Right, I expect stuff like stable diffusion will become a part of the toolkit actual artists use. The workflows with this stuff are already getting pretty intricate where people use control net for posing, and inpainting of specific details, and so on. I would liken it to doing photography. You can't just give a camera to anybody and get good results, it takes a person with a skill and taste to produce an interesting image.

[–] Fluffles@pawb.social 12 points 1 year ago (1 children)

I believe this phenomenon is called "artificial hallucination". It's when a language model exceeds its training and makes info out of thin air. All language models have this flaw. Not just ChatGPT.

[–] yogthos@lemmy.ml 8 points 1 year ago (1 children)

The fundamental problem is that at the end of the day it's just a glorified Markov chain. LLM doesn't have any actual understanding of what it produces in a human sense, it just knows that particular sets of tokens tend to go together in the data it's been trained on. GPT mechanic could very well be a useful building block for making learning systems, but a lot more work will need to be done before they can actually be said to understand anything in a meaningful way.

I suspect that to make a real AI we have to embody it in either a robot or a virtual avatar where it would learn to interact with its environment the way a child does. The AI has to build an internal representation of the physical world and its rules. Then we can teach it language using this common context where it would associate words with its understanding of the world. This kind of a shared context is essential for having AI understand things the way we do.

[–] v_krishna@lemmy.ml 4 points 1 year ago (1 children)

A lot of semantic NLP tried this and it kind of worked but meanwhile statistical correlation won out. It turns out while humans consider semantic understanding to be really important it actually isn't required for an overwhelming majority of industry use cases. As a Kantian at heart (and an ML engineer by trade) it sucks to recognize this, but it seems like semantic conceptualization as an epiphenomenon emerging from statistical concurrence really might be the way that (at least artificial) intelligence works

[–] yogthos@lemmy.ml 0 points 1 year ago (1 children)

I don't see the approaches as mutually exclusive. Statistical correlation can get you pretty far, but we're already seeing a lot of limitations with this approach when it comes to verifying correctness or having the algorithm explain how it came to a particular conclusion. In my view, this makes purely statistical approach inadequate for any situation where there is a specific result desired. For example, an autonomous vehicle has to drive on a road and correctly decide whether there are obstacles around it or not. Failing to do that correctly results in disastrous results and makes purely statistical approaches inherently unsafe.

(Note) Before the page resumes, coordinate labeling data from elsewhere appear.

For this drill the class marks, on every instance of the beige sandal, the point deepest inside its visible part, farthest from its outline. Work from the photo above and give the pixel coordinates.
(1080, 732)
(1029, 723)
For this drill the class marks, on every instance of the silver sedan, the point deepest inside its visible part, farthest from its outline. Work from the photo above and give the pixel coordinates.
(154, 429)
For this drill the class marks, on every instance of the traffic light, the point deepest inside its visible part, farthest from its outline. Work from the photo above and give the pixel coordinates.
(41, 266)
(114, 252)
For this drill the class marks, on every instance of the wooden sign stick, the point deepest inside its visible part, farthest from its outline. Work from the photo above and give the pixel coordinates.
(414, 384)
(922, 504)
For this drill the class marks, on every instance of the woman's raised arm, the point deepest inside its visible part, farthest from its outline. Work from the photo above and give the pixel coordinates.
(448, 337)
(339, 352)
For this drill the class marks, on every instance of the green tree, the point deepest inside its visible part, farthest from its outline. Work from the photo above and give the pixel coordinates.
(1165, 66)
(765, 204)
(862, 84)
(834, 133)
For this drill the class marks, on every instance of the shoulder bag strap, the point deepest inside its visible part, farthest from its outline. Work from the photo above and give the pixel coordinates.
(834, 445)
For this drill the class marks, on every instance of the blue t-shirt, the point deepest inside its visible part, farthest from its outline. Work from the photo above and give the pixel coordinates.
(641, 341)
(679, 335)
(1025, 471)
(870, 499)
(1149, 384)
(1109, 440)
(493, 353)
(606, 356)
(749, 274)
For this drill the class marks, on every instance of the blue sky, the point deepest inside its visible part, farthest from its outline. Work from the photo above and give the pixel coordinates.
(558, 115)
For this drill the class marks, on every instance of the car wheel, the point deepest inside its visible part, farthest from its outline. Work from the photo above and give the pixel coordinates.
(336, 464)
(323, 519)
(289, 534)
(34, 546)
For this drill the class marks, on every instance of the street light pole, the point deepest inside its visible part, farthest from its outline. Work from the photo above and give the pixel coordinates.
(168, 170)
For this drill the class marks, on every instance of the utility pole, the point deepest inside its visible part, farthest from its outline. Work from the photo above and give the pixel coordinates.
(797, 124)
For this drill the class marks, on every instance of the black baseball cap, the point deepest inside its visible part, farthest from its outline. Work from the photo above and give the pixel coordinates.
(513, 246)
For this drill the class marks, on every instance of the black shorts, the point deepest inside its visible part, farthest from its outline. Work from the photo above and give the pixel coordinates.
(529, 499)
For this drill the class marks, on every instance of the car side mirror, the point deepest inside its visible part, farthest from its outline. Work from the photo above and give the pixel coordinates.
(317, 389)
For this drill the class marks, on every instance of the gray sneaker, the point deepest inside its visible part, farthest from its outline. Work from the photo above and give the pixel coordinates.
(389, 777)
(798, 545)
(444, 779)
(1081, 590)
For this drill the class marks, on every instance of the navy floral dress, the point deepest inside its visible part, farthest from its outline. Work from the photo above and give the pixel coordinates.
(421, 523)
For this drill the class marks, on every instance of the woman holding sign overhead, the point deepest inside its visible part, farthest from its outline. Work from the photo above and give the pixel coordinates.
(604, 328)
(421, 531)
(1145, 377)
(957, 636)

I think things like GPT could be building blocks for systems that are trained to have semantic understanding. I think what it comes down to is simply training a statistical model against a physical environment until it adjusts its internal topology to create an internal model of the environment through experience. I don't expect that semantic conceptualization will simply appear out of feeding a bunch of random data into a GPT style system though.

[–] v_krishna@lemmy.ml 2 points 1 year ago (1 children)

I fully agree with this, would have written something similar but was eating lunch when I made my former comment. I also think there's a big part of pragmatics that comes from embodiment that will become more and more important (and wish Merleau-Ponty was still around to hear what he thinks about this)

[–] yogthos@lemmy.ml -3 points 1 year ago (1 children)

Indeed, I definitely expect interesting things to start developing on that front, and we may see old ideas getting dusted off because now there's enough computing power to put them to use. For example, I thought The Society of Mind from Minsky lays out a plausible architecture for a mind. Imagine each agent in that scenario being a GPT system, and the bigger mind being built out of a society of such agents each being concerned with a particular domain it learns about.

[–] v_krishna@lemmy.ml 1 points 1 year ago (1 children)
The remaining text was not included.